I’ll admit, audio is a personal favorite of mine. Not necessarily as a marketing channel (though I think it can be great for that in certain cases), but as a consumer. I’m a podcast junkie!

Like video, audio podcasts form a strong bond with their audience. And the unique thing about podcasts is their audience tends to be extremely loyal (there are a few shows I’ve been tuning into week in, week out, for years).

However, not all audiences are tapped into the podcasting world. It hasn’t quite gone mainstream yet, but many say it’s getting there. Podcasting can also be a bit more time consuming to produce, especially if you’re doing the editing in-house.

Benefits of podcasting:

  • Forms a strong bond with your audience
  • Audience loyalty can be very high
  • Casual, conversational tone can be fun to produce!

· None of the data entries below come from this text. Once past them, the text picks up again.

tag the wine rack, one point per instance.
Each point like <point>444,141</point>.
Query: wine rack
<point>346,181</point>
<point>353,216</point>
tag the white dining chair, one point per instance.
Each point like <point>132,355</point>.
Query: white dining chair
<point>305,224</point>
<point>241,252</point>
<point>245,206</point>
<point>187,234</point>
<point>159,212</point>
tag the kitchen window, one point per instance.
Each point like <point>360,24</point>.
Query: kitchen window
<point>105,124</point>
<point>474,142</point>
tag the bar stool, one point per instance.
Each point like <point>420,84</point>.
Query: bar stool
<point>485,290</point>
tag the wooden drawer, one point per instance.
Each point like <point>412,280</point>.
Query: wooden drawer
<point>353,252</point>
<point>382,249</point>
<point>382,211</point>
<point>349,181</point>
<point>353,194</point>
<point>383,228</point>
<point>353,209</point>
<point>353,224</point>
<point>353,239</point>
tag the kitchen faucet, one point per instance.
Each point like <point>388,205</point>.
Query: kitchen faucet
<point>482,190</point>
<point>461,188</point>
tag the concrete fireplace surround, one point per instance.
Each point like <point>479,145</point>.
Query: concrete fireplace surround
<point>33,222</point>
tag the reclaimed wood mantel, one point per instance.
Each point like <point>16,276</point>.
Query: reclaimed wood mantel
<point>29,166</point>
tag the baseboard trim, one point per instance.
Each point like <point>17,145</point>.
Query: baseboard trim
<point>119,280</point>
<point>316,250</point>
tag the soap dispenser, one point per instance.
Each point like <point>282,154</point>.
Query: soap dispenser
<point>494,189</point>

Potential drawbacks of podcasting:

  • More time consuming to produce
  • Not all audiences are the right fit

If a podcast sounds appealing, but also feels like a lot of work, Audience Ops can take production off your hands and leave the fun part to you.


You may not consider speaking (like, in-person in the real physical world) a form of content marketing, but it sure is. Afterall, you (or someone from your company) is in front of an audience, sharing your ideas, teaching, and building exposure. That’s content marketing.

It can be highly effective, for the right audiences. If your target customers are active conference-goers, then speaking could be an ideal channel to focus on.

However, it’s not the most scalable method. You, or someone from your company must travel to conferences, land speaking engagements, and somehow track the results.

Benefits of speaking:

  • Excellent way to build authority as an expert
  • Brings potential leads directly to you, in person, at the events you speak at.

Potential drawbacks of speaking:

  • Difficult to “break in” as a new speaker
  • Difficult to streamline and scale.

The Bottom Line

Don’t you wish that by now I would have told you which content marketing channel is the absolute best of the best—the one that you definitely should focus on?

Sorry to disappoint. You’ll have to determine that on your own. I hope this article will help you do that!